NATO has formally invited the Republic of Macedonia, one of the successor states of the former Yugoslavia, to begin accession talks to join the Western military alliance, in what is seen as an attempt by NATO to extend its reach in the Balkans in open defiance of Russia.
“NATO’s door is and will remain open. We agreed to invite the government in Skopje to start accession talks,” said Jens Stoltenberg, the NATO chief, at a news conference after the Western alliance leaders approved the move at a summit in Brussels on Wednesday.
The small Balkan state of Macedonia, with a population of two million, had a long-running dispute over its name with its southern neighbor Greece, which blocked the former’s accession to NATO until recently, when Athens and Skopje resolved that dispute.
The deal to settle a dispute over the former Yugoslav republic’s name will have to be ratified at the parliaments of the two countries and also survive a referendum in Macedonia.
Countries that aspire to become a member state to NATO must first win unanimous approval from existing members. Greece had been a member since 1952.
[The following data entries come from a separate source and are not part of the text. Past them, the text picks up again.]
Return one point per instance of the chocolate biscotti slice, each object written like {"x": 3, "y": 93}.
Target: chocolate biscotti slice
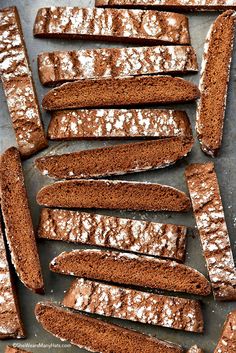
{"x": 60, "y": 66}
{"x": 11, "y": 325}
{"x": 131, "y": 269}
{"x": 11, "y": 349}
{"x": 117, "y": 123}
{"x": 195, "y": 349}
{"x": 18, "y": 221}
{"x": 113, "y": 194}
{"x": 133, "y": 26}
{"x": 180, "y": 5}
{"x": 128, "y": 304}
{"x": 208, "y": 209}
{"x": 113, "y": 160}
{"x": 123, "y": 91}
{"x": 164, "y": 240}
{"x": 214, "y": 83}
{"x": 18, "y": 85}
{"x": 96, "y": 335}
{"x": 227, "y": 341}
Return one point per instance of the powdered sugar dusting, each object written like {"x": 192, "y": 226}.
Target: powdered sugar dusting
{"x": 165, "y": 240}
{"x": 117, "y": 23}
{"x": 114, "y": 62}
{"x": 98, "y": 123}
{"x": 18, "y": 85}
{"x": 208, "y": 209}
{"x": 97, "y": 298}
{"x": 9, "y": 320}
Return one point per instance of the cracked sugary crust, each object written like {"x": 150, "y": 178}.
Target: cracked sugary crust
{"x": 183, "y": 5}
{"x": 195, "y": 349}
{"x": 117, "y": 123}
{"x": 10, "y": 349}
{"x": 96, "y": 335}
{"x": 113, "y": 194}
{"x": 164, "y": 240}
{"x": 123, "y": 303}
{"x": 120, "y": 91}
{"x": 112, "y": 24}
{"x": 131, "y": 269}
{"x": 215, "y": 73}
{"x": 116, "y": 160}
{"x": 227, "y": 342}
{"x": 10, "y": 321}
{"x": 18, "y": 222}
{"x": 18, "y": 85}
{"x": 209, "y": 214}
{"x": 60, "y": 66}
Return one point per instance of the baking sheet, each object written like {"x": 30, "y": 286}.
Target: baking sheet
{"x": 214, "y": 313}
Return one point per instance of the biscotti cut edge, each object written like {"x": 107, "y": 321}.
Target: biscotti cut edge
{"x": 97, "y": 335}
{"x": 122, "y": 268}
{"x": 125, "y": 91}
{"x": 59, "y": 195}
{"x": 18, "y": 85}
{"x": 18, "y": 222}
{"x": 164, "y": 240}
{"x": 128, "y": 304}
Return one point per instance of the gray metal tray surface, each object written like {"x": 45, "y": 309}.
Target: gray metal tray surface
{"x": 39, "y": 340}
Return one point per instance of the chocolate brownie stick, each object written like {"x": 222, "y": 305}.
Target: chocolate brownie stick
{"x": 117, "y": 123}
{"x": 195, "y": 349}
{"x": 96, "y": 335}
{"x": 127, "y": 304}
{"x": 214, "y": 82}
{"x": 11, "y": 325}
{"x": 164, "y": 240}
{"x": 133, "y": 26}
{"x": 18, "y": 221}
{"x": 18, "y": 85}
{"x": 113, "y": 194}
{"x": 227, "y": 342}
{"x": 125, "y": 91}
{"x": 210, "y": 219}
{"x": 131, "y": 269}
{"x": 180, "y": 5}
{"x": 119, "y": 159}
{"x": 60, "y": 66}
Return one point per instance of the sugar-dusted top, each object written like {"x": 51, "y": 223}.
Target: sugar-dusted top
{"x": 117, "y": 123}
{"x": 165, "y": 240}
{"x": 113, "y": 24}
{"x": 124, "y": 303}
{"x": 59, "y": 66}
{"x": 209, "y": 214}
{"x": 18, "y": 85}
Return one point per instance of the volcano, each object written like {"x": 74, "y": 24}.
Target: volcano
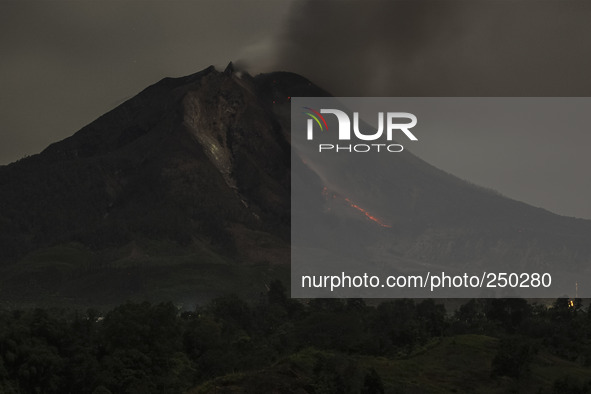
{"x": 183, "y": 193}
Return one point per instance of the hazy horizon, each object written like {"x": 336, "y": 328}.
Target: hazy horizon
{"x": 68, "y": 63}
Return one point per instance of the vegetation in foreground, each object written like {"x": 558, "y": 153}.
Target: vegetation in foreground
{"x": 282, "y": 345}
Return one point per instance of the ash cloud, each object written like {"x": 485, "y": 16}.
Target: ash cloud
{"x": 441, "y": 48}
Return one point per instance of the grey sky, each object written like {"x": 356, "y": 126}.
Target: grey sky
{"x": 66, "y": 63}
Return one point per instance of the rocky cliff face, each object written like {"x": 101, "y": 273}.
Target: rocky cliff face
{"x": 185, "y": 189}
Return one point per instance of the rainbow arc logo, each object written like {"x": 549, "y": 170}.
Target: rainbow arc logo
{"x": 317, "y": 117}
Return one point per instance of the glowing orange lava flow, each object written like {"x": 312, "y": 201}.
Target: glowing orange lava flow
{"x": 367, "y": 214}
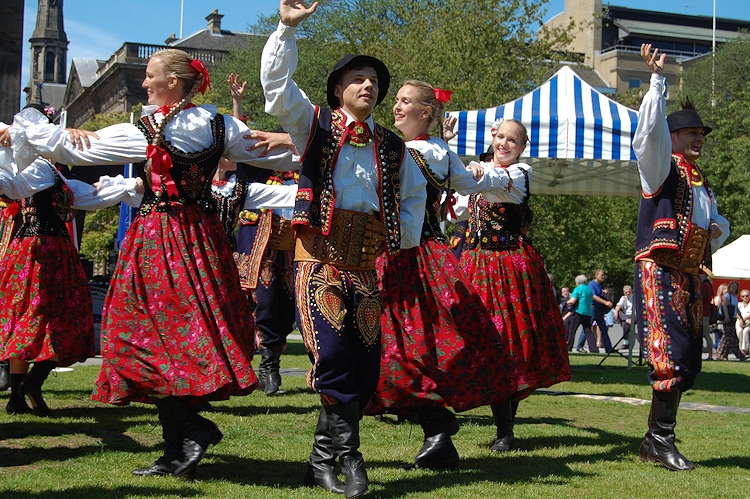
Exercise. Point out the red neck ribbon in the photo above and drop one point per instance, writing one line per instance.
(161, 162)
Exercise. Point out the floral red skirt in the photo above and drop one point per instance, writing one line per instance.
(514, 287)
(175, 319)
(439, 346)
(46, 302)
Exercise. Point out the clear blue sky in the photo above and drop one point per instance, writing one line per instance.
(97, 29)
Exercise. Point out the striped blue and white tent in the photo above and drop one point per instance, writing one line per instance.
(580, 140)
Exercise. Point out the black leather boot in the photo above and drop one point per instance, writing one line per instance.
(438, 451)
(270, 364)
(321, 470)
(343, 422)
(658, 445)
(17, 402)
(32, 386)
(173, 455)
(504, 415)
(197, 432)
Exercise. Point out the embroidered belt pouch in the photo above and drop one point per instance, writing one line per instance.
(354, 242)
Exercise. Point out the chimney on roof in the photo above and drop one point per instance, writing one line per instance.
(214, 22)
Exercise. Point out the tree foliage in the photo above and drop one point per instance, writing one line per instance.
(728, 146)
(100, 226)
(487, 52)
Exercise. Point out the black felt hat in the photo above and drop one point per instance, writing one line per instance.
(686, 118)
(487, 155)
(356, 61)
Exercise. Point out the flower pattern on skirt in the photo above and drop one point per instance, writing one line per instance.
(514, 286)
(46, 302)
(175, 321)
(439, 345)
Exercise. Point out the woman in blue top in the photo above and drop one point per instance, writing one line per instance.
(582, 298)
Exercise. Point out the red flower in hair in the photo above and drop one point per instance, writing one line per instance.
(442, 95)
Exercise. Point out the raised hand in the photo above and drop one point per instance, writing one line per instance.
(655, 65)
(237, 89)
(80, 138)
(294, 12)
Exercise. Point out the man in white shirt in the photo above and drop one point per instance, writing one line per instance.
(678, 223)
(358, 191)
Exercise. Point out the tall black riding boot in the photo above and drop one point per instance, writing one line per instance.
(197, 432)
(17, 402)
(659, 443)
(321, 470)
(438, 451)
(343, 422)
(270, 364)
(504, 420)
(32, 385)
(173, 455)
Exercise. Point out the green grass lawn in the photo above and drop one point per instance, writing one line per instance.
(566, 446)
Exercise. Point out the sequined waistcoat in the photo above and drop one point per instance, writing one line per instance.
(192, 172)
(664, 219)
(45, 213)
(229, 206)
(316, 198)
(435, 187)
(498, 226)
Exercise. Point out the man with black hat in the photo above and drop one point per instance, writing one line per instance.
(360, 193)
(678, 226)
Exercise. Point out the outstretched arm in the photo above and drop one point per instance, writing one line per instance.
(652, 143)
(294, 12)
(238, 90)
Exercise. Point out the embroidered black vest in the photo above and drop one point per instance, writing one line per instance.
(45, 213)
(664, 219)
(229, 206)
(498, 226)
(316, 198)
(435, 187)
(191, 172)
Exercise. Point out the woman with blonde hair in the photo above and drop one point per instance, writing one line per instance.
(439, 345)
(509, 275)
(175, 322)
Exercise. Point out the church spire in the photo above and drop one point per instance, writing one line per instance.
(49, 49)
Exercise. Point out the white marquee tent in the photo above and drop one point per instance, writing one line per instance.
(580, 140)
(731, 261)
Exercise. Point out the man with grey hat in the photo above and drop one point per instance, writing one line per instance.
(360, 193)
(678, 227)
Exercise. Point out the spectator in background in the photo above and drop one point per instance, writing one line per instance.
(581, 298)
(567, 311)
(707, 293)
(624, 313)
(600, 306)
(729, 342)
(717, 303)
(743, 320)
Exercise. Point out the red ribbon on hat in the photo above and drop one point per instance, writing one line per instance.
(160, 165)
(12, 209)
(201, 68)
(442, 95)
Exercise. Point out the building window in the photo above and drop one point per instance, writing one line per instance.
(49, 67)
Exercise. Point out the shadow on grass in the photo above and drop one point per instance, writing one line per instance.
(607, 375)
(122, 492)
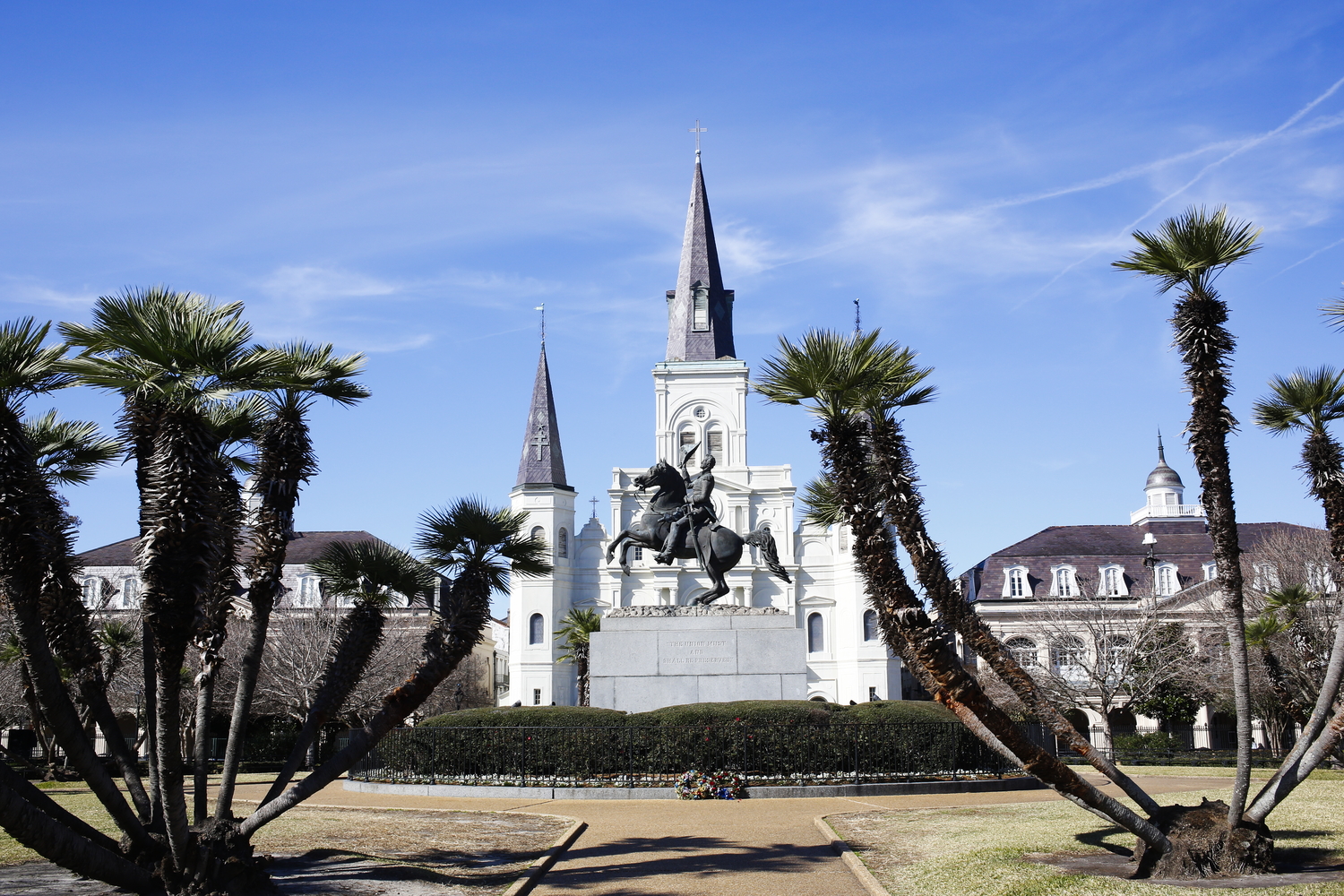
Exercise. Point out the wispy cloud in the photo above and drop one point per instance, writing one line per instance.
(30, 292)
(1246, 145)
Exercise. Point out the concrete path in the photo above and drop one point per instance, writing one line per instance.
(675, 848)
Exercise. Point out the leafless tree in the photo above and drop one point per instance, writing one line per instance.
(1097, 651)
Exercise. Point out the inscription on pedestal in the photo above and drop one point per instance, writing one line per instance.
(698, 653)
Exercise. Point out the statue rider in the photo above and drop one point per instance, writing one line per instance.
(698, 511)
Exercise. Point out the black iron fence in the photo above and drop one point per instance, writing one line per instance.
(656, 756)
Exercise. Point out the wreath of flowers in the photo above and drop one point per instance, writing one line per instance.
(699, 785)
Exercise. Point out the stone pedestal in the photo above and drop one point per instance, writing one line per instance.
(650, 657)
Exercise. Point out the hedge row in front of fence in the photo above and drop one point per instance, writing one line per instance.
(765, 712)
(632, 755)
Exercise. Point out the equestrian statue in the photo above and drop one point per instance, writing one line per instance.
(680, 522)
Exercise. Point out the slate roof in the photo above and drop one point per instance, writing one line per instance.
(699, 265)
(542, 461)
(1182, 541)
(303, 548)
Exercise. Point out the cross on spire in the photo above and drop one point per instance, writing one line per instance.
(540, 443)
(698, 131)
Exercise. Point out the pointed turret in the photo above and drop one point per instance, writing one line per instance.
(699, 309)
(543, 462)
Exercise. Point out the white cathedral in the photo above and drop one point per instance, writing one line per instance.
(701, 397)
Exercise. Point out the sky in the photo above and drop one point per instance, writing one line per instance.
(411, 180)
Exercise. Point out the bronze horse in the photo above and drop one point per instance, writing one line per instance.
(719, 546)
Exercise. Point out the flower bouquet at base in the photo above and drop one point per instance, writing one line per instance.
(699, 785)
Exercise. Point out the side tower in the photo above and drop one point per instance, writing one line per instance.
(537, 605)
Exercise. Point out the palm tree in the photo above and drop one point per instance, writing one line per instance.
(478, 547)
(30, 551)
(1187, 253)
(1309, 401)
(575, 629)
(285, 460)
(171, 357)
(852, 384)
(375, 575)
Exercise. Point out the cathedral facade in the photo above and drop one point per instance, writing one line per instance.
(701, 400)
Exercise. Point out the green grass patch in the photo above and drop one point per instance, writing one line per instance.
(978, 850)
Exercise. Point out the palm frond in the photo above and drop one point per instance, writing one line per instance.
(26, 367)
(470, 538)
(70, 452)
(371, 571)
(1308, 400)
(1191, 249)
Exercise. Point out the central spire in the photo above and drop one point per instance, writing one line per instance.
(542, 462)
(699, 309)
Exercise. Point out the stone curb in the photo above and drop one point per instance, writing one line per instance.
(849, 858)
(992, 785)
(543, 863)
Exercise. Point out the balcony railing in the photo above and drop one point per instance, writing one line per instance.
(1160, 511)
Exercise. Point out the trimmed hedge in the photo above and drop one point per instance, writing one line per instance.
(757, 712)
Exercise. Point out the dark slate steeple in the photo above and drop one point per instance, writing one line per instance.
(699, 309)
(543, 462)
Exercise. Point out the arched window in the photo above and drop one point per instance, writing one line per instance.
(1023, 650)
(1067, 653)
(699, 308)
(714, 440)
(816, 634)
(309, 591)
(1064, 584)
(870, 625)
(1167, 581)
(1117, 656)
(1015, 582)
(1112, 582)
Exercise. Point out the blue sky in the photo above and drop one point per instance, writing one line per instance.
(411, 180)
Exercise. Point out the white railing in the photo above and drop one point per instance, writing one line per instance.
(1159, 511)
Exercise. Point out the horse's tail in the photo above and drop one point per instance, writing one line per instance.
(762, 538)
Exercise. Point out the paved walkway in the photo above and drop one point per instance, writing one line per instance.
(694, 848)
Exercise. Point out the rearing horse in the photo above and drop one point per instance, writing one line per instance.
(719, 546)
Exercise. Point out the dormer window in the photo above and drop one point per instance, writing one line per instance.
(1167, 581)
(1064, 582)
(1113, 582)
(1015, 583)
(699, 308)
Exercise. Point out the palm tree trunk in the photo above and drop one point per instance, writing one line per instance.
(201, 783)
(358, 637)
(452, 638)
(177, 552)
(846, 457)
(285, 462)
(35, 828)
(1206, 344)
(892, 454)
(26, 554)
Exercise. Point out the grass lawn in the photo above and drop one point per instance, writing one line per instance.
(473, 852)
(978, 850)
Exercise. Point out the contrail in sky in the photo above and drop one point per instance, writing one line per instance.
(1199, 175)
(1322, 249)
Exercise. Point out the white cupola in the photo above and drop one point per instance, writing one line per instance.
(1164, 495)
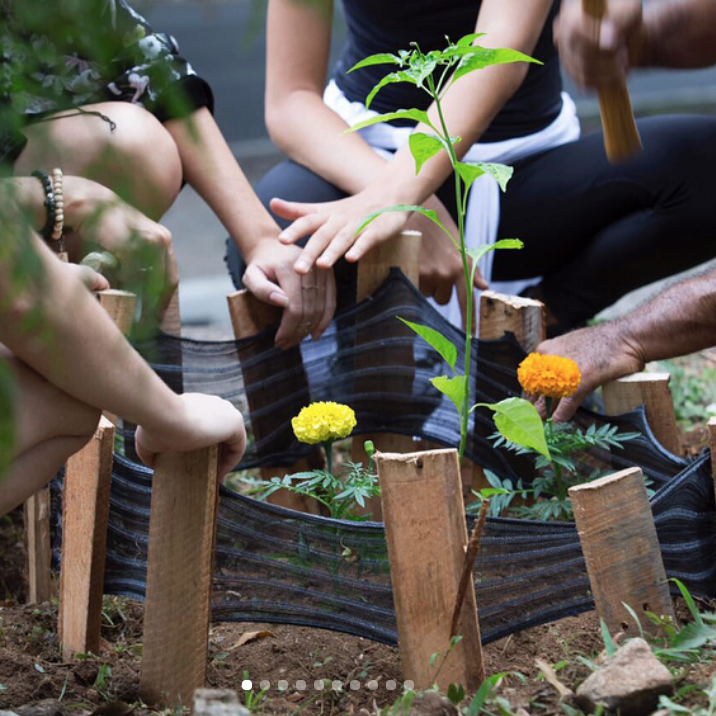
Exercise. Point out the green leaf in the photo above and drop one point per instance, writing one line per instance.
(456, 694)
(467, 40)
(437, 340)
(454, 388)
(690, 603)
(423, 147)
(7, 416)
(477, 253)
(382, 58)
(501, 173)
(609, 646)
(519, 422)
(413, 114)
(428, 213)
(392, 78)
(469, 172)
(484, 57)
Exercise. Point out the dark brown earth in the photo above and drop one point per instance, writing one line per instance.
(31, 668)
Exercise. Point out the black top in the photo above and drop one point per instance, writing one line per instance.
(390, 25)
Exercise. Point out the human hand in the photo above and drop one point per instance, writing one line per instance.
(333, 227)
(598, 52)
(603, 353)
(201, 421)
(309, 301)
(441, 267)
(92, 280)
(96, 217)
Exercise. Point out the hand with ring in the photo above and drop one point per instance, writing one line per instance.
(309, 300)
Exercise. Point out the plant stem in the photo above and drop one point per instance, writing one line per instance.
(328, 449)
(465, 413)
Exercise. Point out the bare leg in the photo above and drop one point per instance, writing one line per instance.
(51, 426)
(139, 160)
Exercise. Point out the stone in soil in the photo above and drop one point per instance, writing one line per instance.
(630, 681)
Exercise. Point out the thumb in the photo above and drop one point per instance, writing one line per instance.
(263, 288)
(290, 210)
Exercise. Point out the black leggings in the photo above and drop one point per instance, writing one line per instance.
(593, 230)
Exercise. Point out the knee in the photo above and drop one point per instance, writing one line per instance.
(144, 157)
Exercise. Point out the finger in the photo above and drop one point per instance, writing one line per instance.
(329, 306)
(303, 226)
(288, 333)
(265, 290)
(343, 240)
(291, 210)
(567, 408)
(317, 244)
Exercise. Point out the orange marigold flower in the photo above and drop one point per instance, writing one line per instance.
(551, 376)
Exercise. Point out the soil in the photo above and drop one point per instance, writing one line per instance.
(31, 669)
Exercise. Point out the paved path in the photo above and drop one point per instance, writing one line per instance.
(224, 40)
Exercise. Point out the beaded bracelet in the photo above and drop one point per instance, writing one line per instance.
(49, 202)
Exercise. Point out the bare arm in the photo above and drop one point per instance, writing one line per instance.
(52, 323)
(679, 321)
(666, 33)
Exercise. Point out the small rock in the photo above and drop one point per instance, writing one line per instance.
(48, 707)
(630, 681)
(218, 702)
(432, 704)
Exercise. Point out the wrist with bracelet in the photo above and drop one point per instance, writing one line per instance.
(54, 229)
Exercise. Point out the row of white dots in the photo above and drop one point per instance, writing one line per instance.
(321, 685)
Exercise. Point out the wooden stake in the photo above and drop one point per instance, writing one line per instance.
(426, 533)
(652, 391)
(120, 305)
(621, 549)
(712, 447)
(177, 609)
(403, 252)
(85, 506)
(500, 314)
(621, 135)
(38, 546)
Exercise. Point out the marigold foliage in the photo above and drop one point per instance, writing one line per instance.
(322, 422)
(551, 376)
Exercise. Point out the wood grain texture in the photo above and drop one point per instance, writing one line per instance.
(38, 547)
(85, 510)
(500, 314)
(403, 252)
(652, 391)
(121, 306)
(249, 316)
(712, 447)
(177, 611)
(621, 135)
(621, 549)
(425, 528)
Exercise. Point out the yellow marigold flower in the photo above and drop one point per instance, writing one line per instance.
(321, 422)
(551, 376)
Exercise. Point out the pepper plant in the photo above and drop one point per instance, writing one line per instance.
(435, 72)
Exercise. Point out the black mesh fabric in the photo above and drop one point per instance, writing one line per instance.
(281, 566)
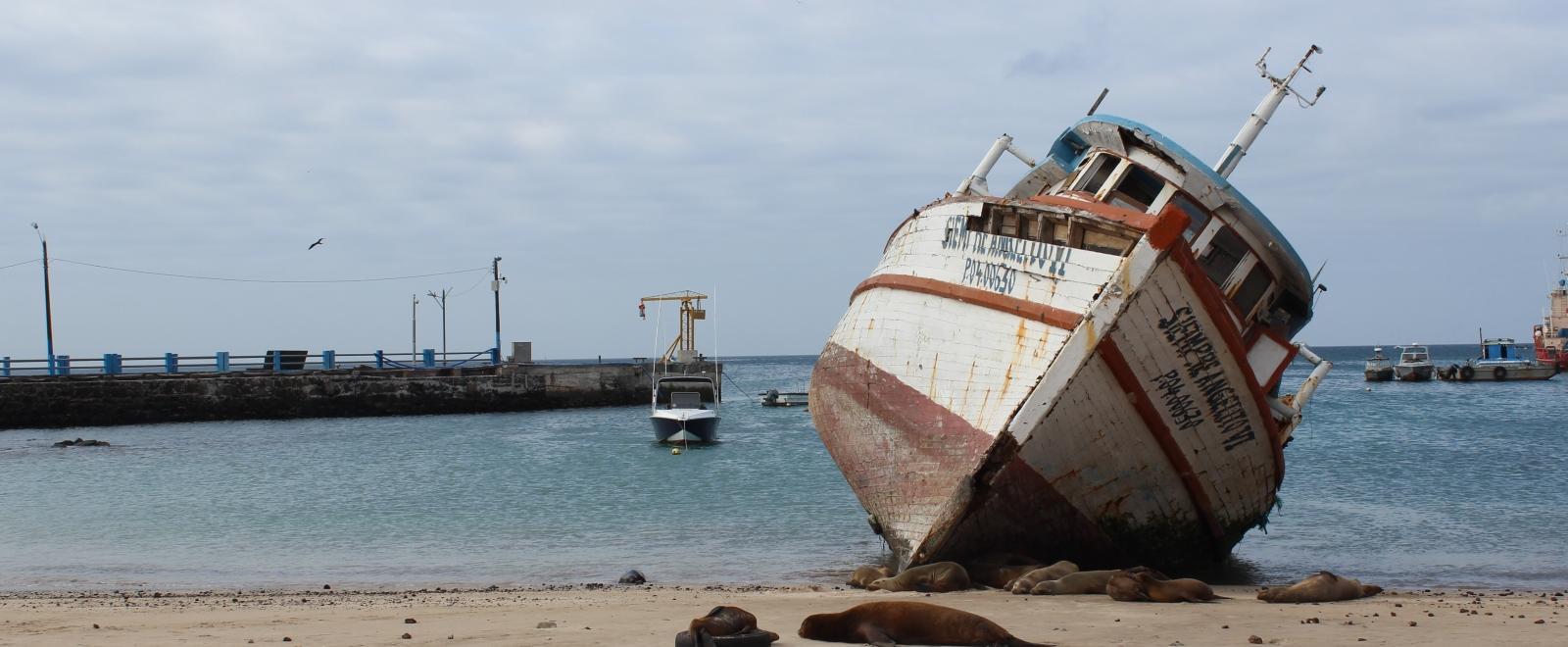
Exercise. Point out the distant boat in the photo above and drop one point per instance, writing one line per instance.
(684, 410)
(1551, 335)
(1379, 368)
(1415, 363)
(1501, 360)
(775, 398)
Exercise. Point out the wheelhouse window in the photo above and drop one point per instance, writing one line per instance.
(1097, 174)
(1225, 252)
(1137, 189)
(1251, 289)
The agreement still needs to be confirmed via a referendum in Macedonia in September, but Athens seems to have already stopped blocking Macedonia’s accession to NATO.
While the accession process is relatively long, Stoltenberg seemed to suggest that Macedonia will become a member soon after finalizing the deal with Greece.
“Once all national procedures have been completed to finalize the name agreement, the country will join NATO as our 30th member,” Stoltenberg said.
Macedonia became a member of the United Nations (UN) in 1993, but due to the name dispute with Greece, it was admitted under the provisional description the Former Yugoslav Republic of Macedonia (FYROM), a name that is also used by NATO and the European Union (EU).
“This is a once in a lifetime opportunity and either they (the Macedonian people) support the agreement and they can join NATO, or they don’t support the agreement but then they won’t join it. They cannot get both,” Stoltenberg further said.
If it successfully joins NATO, the Balkan state will add to the bloc an 8,500-strong military, which relies on a combination of Russian, German, Greek, and US tanks and armored vehicles. It has no combat warplanes.
The prospect of Macedonia becoming a member to NATO has already angered Russia, which has long opposed the eastward expansion of the military alliance.
“Our attitude to NATO is well known. It’s a product of the Cold War and the confrontation of the Cold War,” said the Kremlin.
Russia’s ambassador to Skopje has criticized Macedonia’s ambitions to join NATO, saying it could become “a legitimate target” if relations between the military alliance and Moscow further worsen.
NATO has been increasingly beefing up its presence in Eastern Europe and near Russian borders.
Last month, some 19 countries, mostly from NATO, stationed around 18,000 troops in Poland and the three Baltic states of Estonia, Latvia, and Lithuania. A multi-national NATO battle group carried out military drills under US leadership in Poland while Germany, Britain, and Canada led the operations in the three other countries.
Moscow has been wary of NATO’s increased build-up near its borders while accusing countries like Poland of opportunism by trying to secure permanent NATO presence on their soil.
Tensions between Russia and NATO have already soured over an armed conflict in eastern Ukraine.
Additionally on Wednesday, Greece said it would expel two Russian diplomats suspected of involvement in rallies in the country against the Macedonian name agreement. Russia also said it would respond in kind, in a rare diplomatic row between two countries with traditionally warm relations.